Formulation du test d'hypothèse : ...

In [None]:
# H0 : il n'y a pas d'association entre les deux variables (pvalue >= 0.05)
# H1 : il y a une association entre les deux variables (pvalue < 0.05)

results =[]

for col1, col2 in list(itertools.combinations(cat_cols,2)) :
    if vars_quals[col1].nunique() > 15 :
        top10_col1 = vars_quals[vars_quals[col1].isin(vars_quals[col1].value_counts().nlargest(30).index)]
        # vars_quals[col1] = vars_quals[vars_quals[col1].isin(vars_quals[col1].value_counts().nlargest(20).index)][col1]
        if vars_quals[col2].nunique() > 15 :
            top10_col2 = vars_quals[vars_quals[col2].isin(vars_quals[col2].value_counts().nlargest(30).index)]
            contingency = pd.crosstab(top10_col1[col1], top10_col2[col2])
        else : 
            contingency = pd.crosstab(top10_col1[col1], vars_quals[col2])
    else :   
        contingency = pd.crosstab(vars_quals[col1], vars_quals[col2])
    
    # plt.figure()
    # sns.heatmap(contingency)
    
    chi2, p, dof, expected = stats.chi2_contingency(contingency)
    
    results.append({
        'Variable 1' : col1,
        'Variable 2' : col2,
        'Statistique du Chi2': chi2,
        'p-valeur' : p,
        'Degrés de liberté' : dof,
        'Significative' : p < 0.05,
        # 'Fréquences attendues' : expected
    })
    
    # si significative, voir la contribution et intensité de la relation (T de Tschuprow)
    if p < 0.05 :
        print(f'\n --- Analyse : {col1} vs {col2} ---')
        
        # T de Tschuprow
        n = contingency.sum().sum()
        min_dim = min(contingency.shape) - 1
        tschuprow_t = np.sqrt(chi2 / (n * min_dim)) 
        print(f'Coefficient T de Tschuprow  entre {col1} et {col2}: {tschuprow_t}')
        
        # contribution
        contrib = (contingency - expected)**2 / expected
        contrib_percent = 100 * contrib / chi2
        
        # contribution individuelle 
        contrib_flat = contrib_percent.stack().reset_index()
        contrib_flat.columns = [col1, col2, 'Contribution (%)']
        
        # extraire que les plus gros contributeurs > 5%
        contrib_flat = contrib_flat[contrib_flat['Contribution (%)'] > 5]
        
        contrib_flat = contrib_flat.sort_values(by='Contribution (%)', ascending=False)
        display(contrib_flat)

print('\n')
print(f'\n ------ TEST DE CHI2 -----')   
chi2_results = pd.DataFrame(results).sort_values(by='p-valeur')
display(chi2_results)
    

#### C. Variables quantitatives et qualitatives (numérique vs catégorielle)

##### GRAPHIQUE : boxplot

In [None]:
for col1 in cat_cols:
    fig, axes = plt.subplots(1,2, figsize=(10,8))
    if df[col1].nunique() > 15 :
        top10 = df[df[col1].isin(df[col1].value_counts().nlargest(10).index)]
        for i, col2 in enumerate(cont_cols):
            sns.boxplot(data=top10, x=col1, y=col2, ax = axes[i])
            axes[i].tick_params(axis='x', rotation=90)
    else :
        for i, col2 in enumerate(cont_cols):
            sns.boxplot(data=df, x=col1, y=col2, ax=axes[i])
            axes[i].tick_params(axis='x', rotation=90)

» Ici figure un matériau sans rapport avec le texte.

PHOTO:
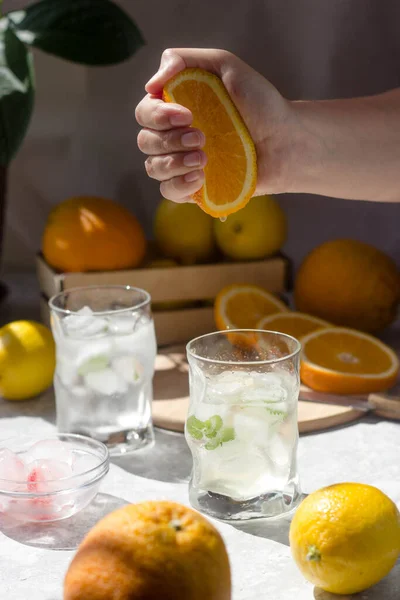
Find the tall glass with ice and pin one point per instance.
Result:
(106, 349)
(242, 424)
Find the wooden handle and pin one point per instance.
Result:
(385, 405)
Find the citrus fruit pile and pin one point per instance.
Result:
(344, 538)
(97, 234)
(334, 359)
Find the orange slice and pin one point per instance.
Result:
(241, 306)
(231, 170)
(295, 324)
(345, 361)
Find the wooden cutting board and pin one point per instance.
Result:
(171, 398)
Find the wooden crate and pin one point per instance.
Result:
(198, 284)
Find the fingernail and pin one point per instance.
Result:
(192, 160)
(179, 119)
(191, 140)
(193, 176)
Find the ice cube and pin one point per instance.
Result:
(205, 410)
(123, 323)
(106, 382)
(45, 475)
(265, 379)
(228, 387)
(49, 449)
(84, 323)
(279, 451)
(79, 391)
(142, 342)
(252, 424)
(128, 368)
(12, 470)
(85, 462)
(235, 469)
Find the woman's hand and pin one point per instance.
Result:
(174, 149)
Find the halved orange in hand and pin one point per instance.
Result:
(231, 170)
(241, 306)
(344, 361)
(293, 323)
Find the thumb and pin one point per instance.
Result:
(177, 59)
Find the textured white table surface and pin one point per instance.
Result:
(34, 558)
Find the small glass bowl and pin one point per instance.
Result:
(68, 495)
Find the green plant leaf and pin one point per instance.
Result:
(90, 32)
(16, 92)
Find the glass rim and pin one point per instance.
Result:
(65, 311)
(243, 362)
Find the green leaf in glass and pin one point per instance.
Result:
(16, 92)
(90, 32)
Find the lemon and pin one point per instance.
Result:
(27, 359)
(184, 232)
(349, 283)
(345, 537)
(256, 231)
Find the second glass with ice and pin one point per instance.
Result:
(106, 350)
(242, 424)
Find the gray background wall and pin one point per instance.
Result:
(82, 138)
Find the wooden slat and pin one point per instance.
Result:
(198, 282)
(182, 325)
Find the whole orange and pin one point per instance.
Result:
(349, 283)
(92, 234)
(152, 550)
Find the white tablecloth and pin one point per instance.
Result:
(34, 558)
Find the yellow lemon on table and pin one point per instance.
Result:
(256, 231)
(346, 537)
(27, 359)
(184, 232)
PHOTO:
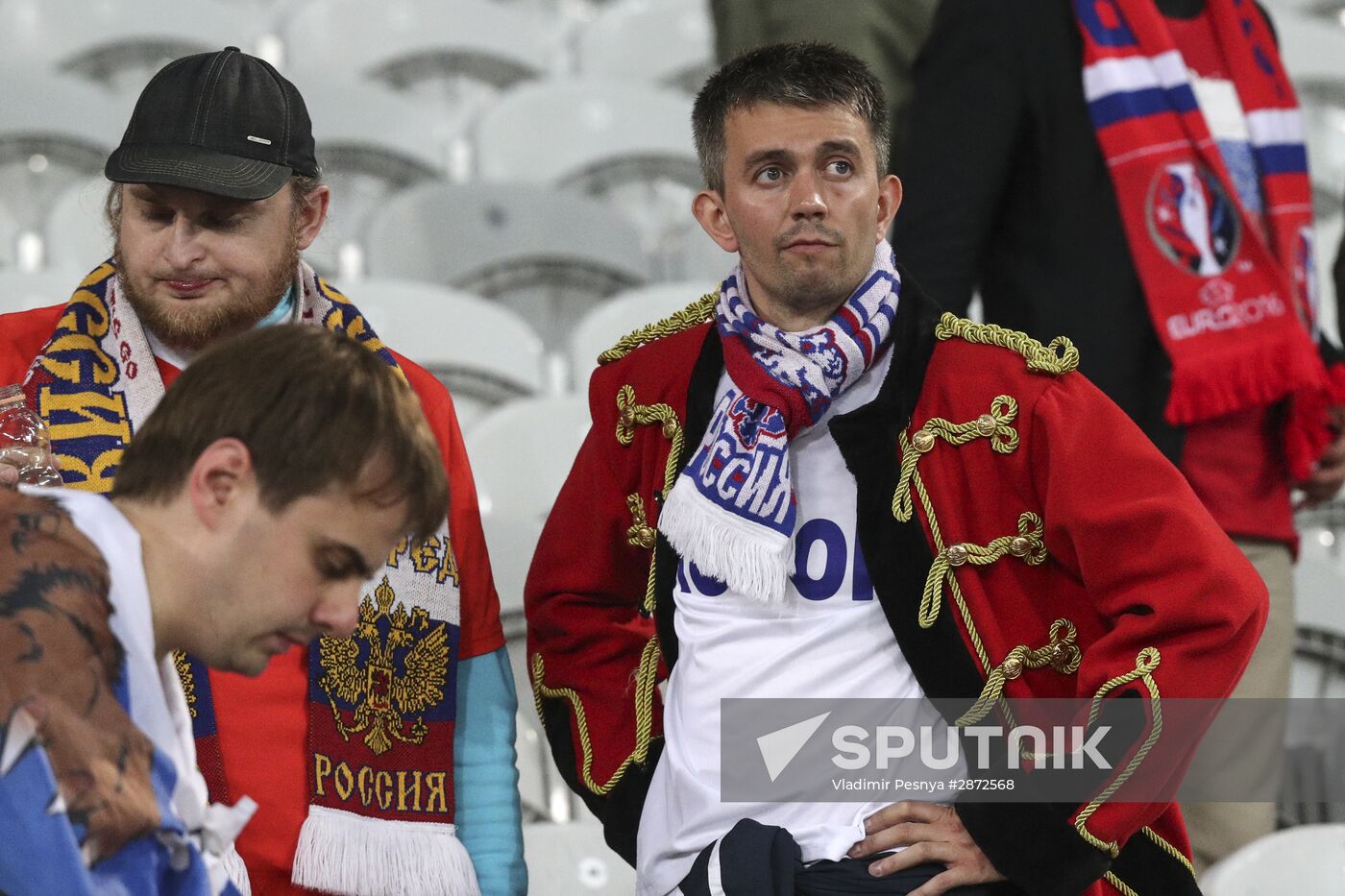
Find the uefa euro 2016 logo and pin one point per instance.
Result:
(1192, 220)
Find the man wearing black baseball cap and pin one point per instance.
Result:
(350, 747)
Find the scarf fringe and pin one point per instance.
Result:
(1307, 433)
(1243, 376)
(748, 559)
(345, 853)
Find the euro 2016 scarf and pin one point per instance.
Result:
(382, 704)
(1235, 309)
(782, 382)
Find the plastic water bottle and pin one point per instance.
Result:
(24, 440)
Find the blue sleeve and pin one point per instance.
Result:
(486, 777)
(42, 842)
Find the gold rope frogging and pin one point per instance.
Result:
(992, 425)
(1026, 545)
(641, 534)
(697, 312)
(917, 483)
(645, 680)
(1062, 654)
(1120, 885)
(1167, 848)
(1146, 662)
(1039, 358)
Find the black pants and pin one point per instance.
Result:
(764, 860)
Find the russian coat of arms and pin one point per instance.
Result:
(403, 673)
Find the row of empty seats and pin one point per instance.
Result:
(406, 43)
(486, 352)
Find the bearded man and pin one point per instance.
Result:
(215, 193)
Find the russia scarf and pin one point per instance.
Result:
(732, 509)
(1234, 305)
(382, 704)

##### TEST DE KRUSKAL-WALLIS

Formulation du test d'hypothèse : ...

In [None]:
# H0 : les distributions de tous les groupes sont égales (pvalue >= 0.05)
# H1 : au moins une des distributions des groupes est différentes des autres (pvalue < 0.05)

results = []

for cat in cat_cols :
    for num in cont_cols :
        # extraire les groupes selon la variable catégorielle
        groups =[group[num].values for name, group in df.groupby(cat)]
        
        # pour éviter d'avoir des groupes vides ou à un seul groupe
        if len(groups) > 1 and all(len(g) > 0 for g in groups) :
            k_stat, p = stats.kruskal(*groups)
            results.append({
                'Variable catégorielle' : cat,
                'Variable numérique' : num,
                'Statistique de Kruskal-Wallis': k_stat,
                'p-valeur' : p,
                'Significative' : p < 0.05,
            })
            
kruskal_results = pd.DataFrame(results).sort_values(by='p-valeur')
display(kruskal_results)

#### D. Variables temporelles et quantitatives/quantitatives (temporelle vs numérique/catégorielle)
- Variation des montants (volume des transactions) dans le temps --> temporelle vs numérique (autocorrelation)
- Variation des fréquences dans le temps --> temporelle vs catégorielle(série temprelle par catégorie)

In [None]:
# manipulation temporelle
df = df.sort_values('Timestamp')

df['Hour'] = df['Timestamp'].dt.hour
df['Date'] = df['Timestamp'].dt.date
df['Day'] = df['Timestamp'].dt.day_of_week

df.head() 

##### temporelle vs catégorielle 

In [None]:
# df.groupby(['Hour', 'Payment Format']).size().unstack().plot(kind='bar', stacked=True)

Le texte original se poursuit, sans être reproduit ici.